Krmoyan proposes legislative solutions to encourage whistleblowers
Krmoyan said he came up with his topic after studying U.S. whistleblower protections in Corporate Crime, taught by Samuel Buell, the Bernard M. Fishman Distinguished Professor of Law, and Foreign Anti-Bribery Law, taught by Rachel Brewster, the Jeffrey and Bettysue Hughes Distinguished Professor of Law.
“One of those critical protections was a prohibition on employer retaliation should a whistleblower decide to come forward,” he recalled. But, he learned, a Second Circuit case held that the anti-retaliation provisions of the Dodd-Frank Act do not apply extraterritorially.
“In other words, a foreign whistleblower is less protected under the act than a domestic whistleblower. This got me thinking about other ways in which protections for whistleblowers are different across different countries and what could be done about it,” Krmoyan said.
Immigration Incentives in FCPA Enforcement: The Case for Protecting At-Risk Foreign Whistleblowers specifically addresses whistleblowers reporting violations of the Foreign Corrupt Practices Act (FCPA) who are at special risk of retaliation, either because their country of residence does not provide adequate domestic legal protections, or they are threatened by a hostile home government.
“Whistleblowing carries significant disincentives, particularly in the corporate context, for any whistleblower,” Krmoyan writes. “With these disincentives in mind, whistleblowing about corruption involves additional complications. ... [P]otential whistleblowers in this context bear in mind the consequences they may face not only from their employer but also, potentially, from government actors.”
To encourage such at-risk employees to come forward, Krmoyan proposes offering immigration incentives in the form of two legislative solutions: a new “W” visa for foreign FCPA whistleblowers and amendments to the existing S-5 “informant” visa to allow whistleblowers to seek protection. Similar incentives have been offered to foreign informants in organized crime and human trafficking operations, he notes.

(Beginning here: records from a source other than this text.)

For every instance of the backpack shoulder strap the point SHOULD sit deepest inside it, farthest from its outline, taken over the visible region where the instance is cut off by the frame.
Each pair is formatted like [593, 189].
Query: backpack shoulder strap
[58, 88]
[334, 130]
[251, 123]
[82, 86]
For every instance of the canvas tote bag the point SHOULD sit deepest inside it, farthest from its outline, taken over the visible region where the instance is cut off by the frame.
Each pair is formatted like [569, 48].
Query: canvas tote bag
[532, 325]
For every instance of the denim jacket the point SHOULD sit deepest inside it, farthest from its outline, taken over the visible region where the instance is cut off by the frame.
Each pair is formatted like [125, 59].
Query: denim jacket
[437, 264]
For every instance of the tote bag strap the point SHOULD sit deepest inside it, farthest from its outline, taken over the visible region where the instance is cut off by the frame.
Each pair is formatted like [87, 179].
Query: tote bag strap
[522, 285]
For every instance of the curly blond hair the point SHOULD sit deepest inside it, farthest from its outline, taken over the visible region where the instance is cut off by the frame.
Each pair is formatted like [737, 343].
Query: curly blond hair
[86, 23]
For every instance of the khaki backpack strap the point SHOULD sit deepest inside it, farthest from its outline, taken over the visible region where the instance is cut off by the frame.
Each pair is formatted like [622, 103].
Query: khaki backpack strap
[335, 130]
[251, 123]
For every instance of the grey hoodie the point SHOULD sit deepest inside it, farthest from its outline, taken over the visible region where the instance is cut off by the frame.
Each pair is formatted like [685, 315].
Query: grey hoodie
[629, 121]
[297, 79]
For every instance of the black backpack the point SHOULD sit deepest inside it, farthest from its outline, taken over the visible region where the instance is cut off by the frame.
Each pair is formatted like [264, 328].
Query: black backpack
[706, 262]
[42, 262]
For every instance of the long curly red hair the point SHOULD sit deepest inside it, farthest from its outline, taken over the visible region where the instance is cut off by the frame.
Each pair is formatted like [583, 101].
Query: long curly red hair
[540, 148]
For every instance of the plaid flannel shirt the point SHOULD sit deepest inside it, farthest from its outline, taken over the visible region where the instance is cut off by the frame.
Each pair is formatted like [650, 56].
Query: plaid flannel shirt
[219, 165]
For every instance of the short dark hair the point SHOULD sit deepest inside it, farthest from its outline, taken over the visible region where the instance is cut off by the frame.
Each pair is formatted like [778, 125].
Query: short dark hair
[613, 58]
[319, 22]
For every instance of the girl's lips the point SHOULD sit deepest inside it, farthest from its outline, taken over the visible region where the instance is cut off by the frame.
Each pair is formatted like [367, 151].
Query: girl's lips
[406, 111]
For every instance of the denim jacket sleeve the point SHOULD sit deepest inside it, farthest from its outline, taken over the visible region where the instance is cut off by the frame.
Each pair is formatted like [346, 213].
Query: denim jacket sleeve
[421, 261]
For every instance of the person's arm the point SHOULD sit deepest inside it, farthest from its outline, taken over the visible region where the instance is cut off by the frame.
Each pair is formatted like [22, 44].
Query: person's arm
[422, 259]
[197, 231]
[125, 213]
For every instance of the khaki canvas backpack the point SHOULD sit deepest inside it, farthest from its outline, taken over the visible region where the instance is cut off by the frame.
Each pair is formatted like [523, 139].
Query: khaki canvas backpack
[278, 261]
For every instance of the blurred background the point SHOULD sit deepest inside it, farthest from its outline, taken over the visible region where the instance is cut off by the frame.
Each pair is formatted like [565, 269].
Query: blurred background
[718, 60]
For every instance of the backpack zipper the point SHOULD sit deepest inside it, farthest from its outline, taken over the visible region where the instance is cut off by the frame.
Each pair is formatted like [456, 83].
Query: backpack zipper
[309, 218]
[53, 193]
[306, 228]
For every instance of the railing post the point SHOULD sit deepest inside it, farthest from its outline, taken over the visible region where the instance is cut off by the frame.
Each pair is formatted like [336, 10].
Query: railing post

“The prospect of immigrating to the U.S. can be especially appealing for foreign FCPA whistleblowers that risk losing their job with no retaliation protections in place or facing risk of more serious harm,” Krmoyan argues.
“No doubt, not every person in these circumstances will say ‘yes.’ However, more people would entertain the idea of reporting, compared to the status quo of no immigration incentives and a likelihood of retaliation, where many FCPA violations likely go unnoticed and the deterrent effect of the U.S. whistleblower regime is weakened.”
“Ken identifies a significant problem in international investigations of overseas bribery and discusses the varying national perceptions of whistleblowers,” Brewster said in her nomination. “He then provides a well thought out immigration-based solution that would partially address the issue. [T]he paper is an excellent explanation of the challenges facing foreign whistleblowers and provides an innovative policy solution.”
Krmoyan noted that he was born and raised in Yerevan, Armenia, and moved to the U.S. after graduating from high school. He earned bachelor’s and master’s degrees at the University of Chicago and is an articles editor for the Duke Law Journal. The 2022 Jessup Cup winner, Krmoyan serves as Dean’s Cup Coordinator for Moot Court. He also served as judicial intern to Judge Christopher R. Cooper of the U.S. District Court for the District of Columbia and plans to join Simpson Thacher & Bartlett after leaving Duke Law.
“An immigration-focused solution came naturally to me thanks to my background,” Krmoyan said. “I have also been fortunate to take Professor Kate Evans’s U.S. Immigration and Nationality Law course and receive really useful feedback from her on my note. In a way, my piece is a combination of my interests in corporate criminal law and immigration law.”
“FCPA compliance and investigations are a big practice, and I’m fortunate to bring to the table my knowledge of this area of law, thanks to research for the piece,” he said.